You heard it here folks. I’ve been telling you the tide is turning for this arena and editors are now getting serious about wanting to acquire historicals.

So hop to it.

Don’t Box Me In

STATUS: I’m playing huge catch up this evening. My tech person was in to tweak the network earlier today. Now that is all good and done. Yea! It put be a little behind for my goals of the day though.

What’s playing on the iPod right now? POEMS, PRAYERS, AND PROMISES by John Denver

One look at my website and it will be pretty obvious to any casual observer that I’ve been pretty darn successful at books for women.

Romance. Women’s Fiction, YA that appeals to young gals. Even my SF & F has a decidedly female readership bent. Heck, the majority of my clients are women too!

I want you all to know that this wasn’t planned.
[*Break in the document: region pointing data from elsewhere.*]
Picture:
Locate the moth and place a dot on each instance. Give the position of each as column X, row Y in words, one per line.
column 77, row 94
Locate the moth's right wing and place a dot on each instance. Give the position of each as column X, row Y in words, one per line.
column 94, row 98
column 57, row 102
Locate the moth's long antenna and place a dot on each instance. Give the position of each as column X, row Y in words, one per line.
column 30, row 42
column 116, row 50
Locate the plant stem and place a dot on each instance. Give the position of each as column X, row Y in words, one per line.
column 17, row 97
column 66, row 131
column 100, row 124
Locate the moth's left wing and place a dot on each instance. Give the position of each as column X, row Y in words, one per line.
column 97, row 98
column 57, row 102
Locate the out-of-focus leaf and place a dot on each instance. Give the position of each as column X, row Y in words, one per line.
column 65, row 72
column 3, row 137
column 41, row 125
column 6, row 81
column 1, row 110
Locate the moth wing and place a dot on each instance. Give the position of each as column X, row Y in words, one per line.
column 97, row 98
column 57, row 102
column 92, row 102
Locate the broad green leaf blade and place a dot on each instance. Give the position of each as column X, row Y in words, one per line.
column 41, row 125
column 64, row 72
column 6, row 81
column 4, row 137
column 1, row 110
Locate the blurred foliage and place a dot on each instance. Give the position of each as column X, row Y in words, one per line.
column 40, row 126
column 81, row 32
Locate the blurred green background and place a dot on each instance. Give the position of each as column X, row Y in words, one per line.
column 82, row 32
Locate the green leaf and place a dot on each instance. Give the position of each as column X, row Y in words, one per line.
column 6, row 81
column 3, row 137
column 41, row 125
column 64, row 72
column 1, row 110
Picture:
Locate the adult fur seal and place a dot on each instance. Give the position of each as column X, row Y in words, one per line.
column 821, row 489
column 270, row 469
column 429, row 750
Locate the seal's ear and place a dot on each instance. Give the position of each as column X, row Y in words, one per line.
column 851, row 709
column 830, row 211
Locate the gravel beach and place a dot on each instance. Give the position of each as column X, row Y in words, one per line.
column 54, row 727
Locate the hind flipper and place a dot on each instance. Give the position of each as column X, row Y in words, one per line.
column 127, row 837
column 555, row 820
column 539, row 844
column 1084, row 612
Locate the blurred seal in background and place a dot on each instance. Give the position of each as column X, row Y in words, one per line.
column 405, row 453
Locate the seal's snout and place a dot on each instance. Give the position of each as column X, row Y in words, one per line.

It just happened that way.

But I read a lot and a good portion of my favorite books off all time are not necessarily written by women or even remotely in the field of women’s fiction. (In fact, last night I picked up ENDER’S GAME by Card because I saw it in the YA section of a bookstore. I hadn’t read it in years and I wanted to give it that YA look—as in, wow, they didn’t originally market this as YA so let’s see how that would work. In one page, I just about swooned. What a writer. What a story! I’d sign that one up in a heartbeat and there’s nary a women main character in sight!)

So I just wanted to remind y’all to not box me in. I know it LOOKS like women’s stuff is all I’m interested in but honestly, it’s not. I’m so open that I’m actually more likely to take a risk on something that’s not in that realm because I’m actively looking to diversify my list.

And no, that doesn’t mean I’m suddenly going to start looking at men-men techno thrillers. It just means don’t be afraid to query me for books in the genres I do rep just because the website is currently estrogen stacked.